Cette cohabitation se fait toujours au détriment des personnes en situation d’itinérance
Même si elle peine à fournir à la demande, Mme Laferrière est favorable à l’organisation de grands événements à la place Émilie-Gamelin. Même qu’elle constate que cela a pour effet de pousser des sans-abri à se diriger vers des ressources appropriées plutôt que de rester au parc toute la journée.
« Même si on est débordés, je préfère les voir ici plutôt qu’au parc en plein hiver, d’autant plus qu’il y a beaucoup de cas d’engelure. Ici, ils peuvent manger à leur faim et ils ont accès à toutes sortes de services, comme un infirmier en tout temps », de raisonner la directrice générale de la Mission St-Michael, qui a pignon sur rue près du Quartier des spectacles.
Revitalisation difficile
L’administration Plante a donné son assentiment à la présence de barrières empêchant l’entrée sur le site en plein jour, « conformément aux protocoles sanitaires ». Du côté de l’organisation, on avance plutôt que ces clôtures sont nécessaires pour protéger les équipements du village de Noël.
« On n’a pas du tout l’impression d’exclure qui que ce soit. C’est comme ça depuis qu’on [est à] Émilie-Gamelin, en 2016, et on n’a jamais eu problèmes », tient à préciser Julie Bourbonnière, responsable des communications du festival Noël dans le parc.

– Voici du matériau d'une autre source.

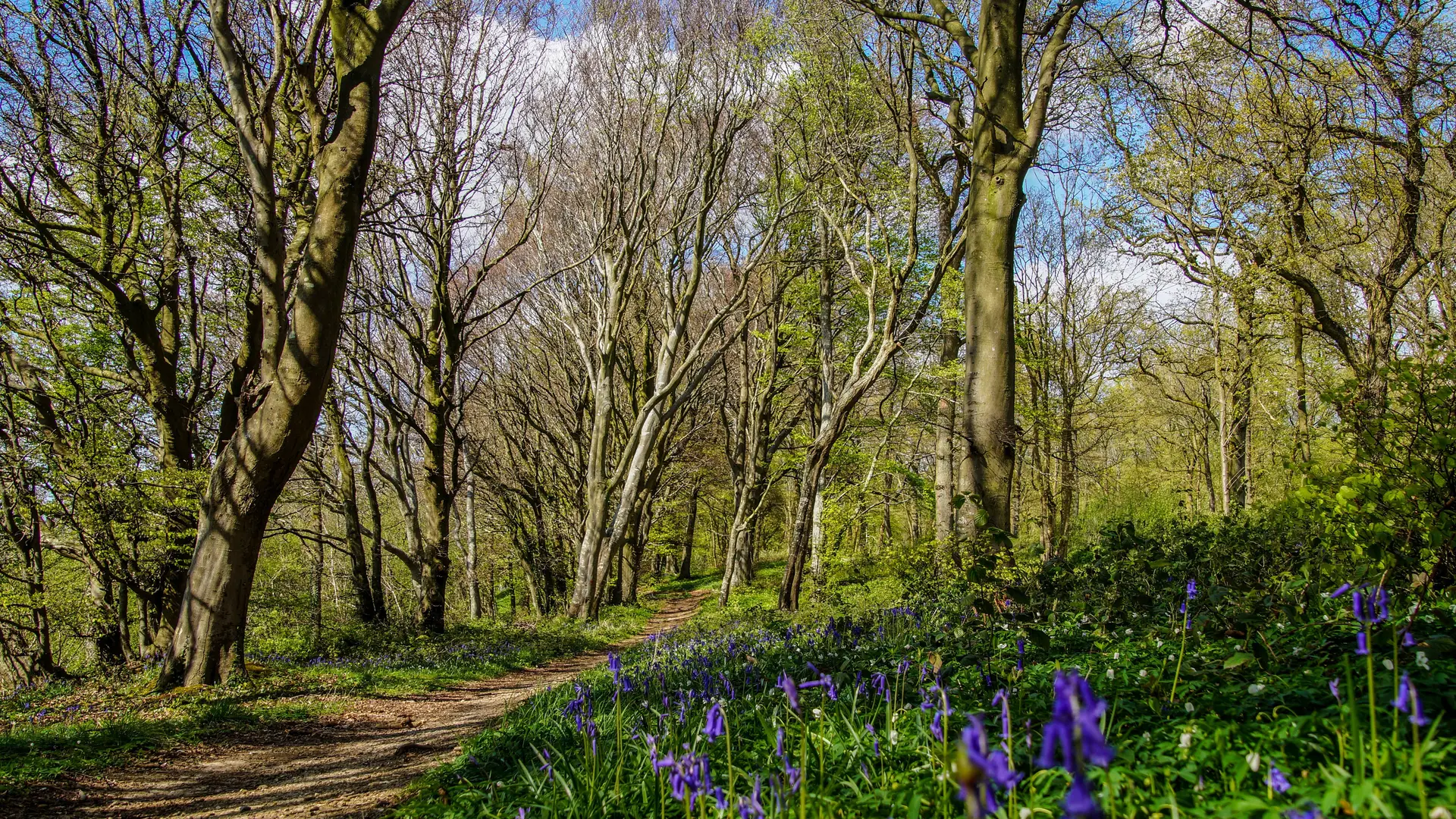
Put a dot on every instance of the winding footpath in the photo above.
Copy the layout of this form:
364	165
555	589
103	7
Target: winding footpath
357	763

Sauf que comme il n’y a pas eu d’édition l’an dernier et que l’itinérance a pris de l’ampleur dans le quartier depuis, l’absence de sans-abri durant l’événement saute encore plus aux yeux cette année. D’ailleurs, les questions liées à l’itinérance semblent rebuter une grande partie du public, qui n’a pas été aussi nombreux qu’escompté cette fin de semaine au village de Noël, malgré les spectacles en plein air qui y avaient lieu.
« Il va falloir travailler à la revitalisation. Parce que si ça continue comme ça, il va falloir se poser des questions à savoir si c’est viable un événement comme celui-là à Émilie-Gamelin », poursuit Mme Bourbonnière.
Passeport vaccinal
Noël dans le parc se poursuit jusqu’au 23 décembre. Le DJ Socalled sera en prestation à la place Émilie-Gamelin jeudi, et un spectacle de musique traditionnel sera présenté sur la scène du village de Noël vendredi.
Il faut présenter un passeport vaccinal pour entrer sur le site les soirs de spectacle. Le président-directeur général de la Mission Bon Accueil, Sam Watts, espère que cette mesure est appliquée avec modération pour les sans-abri.
« Il y a une très bonne couverture vaccinale chez les sans-abri. Mais même si on fournit des preuves de vaccination, ce n’est pas tout le monde qui est équipé pour se conformer à l’obligation. On espère donc que les organisateurs vont savoir user de leur jugement », affirme M. Watts, lui qui, autrement, est favorable à la tenue d’événements grand public à la place Émilie-Gamelin.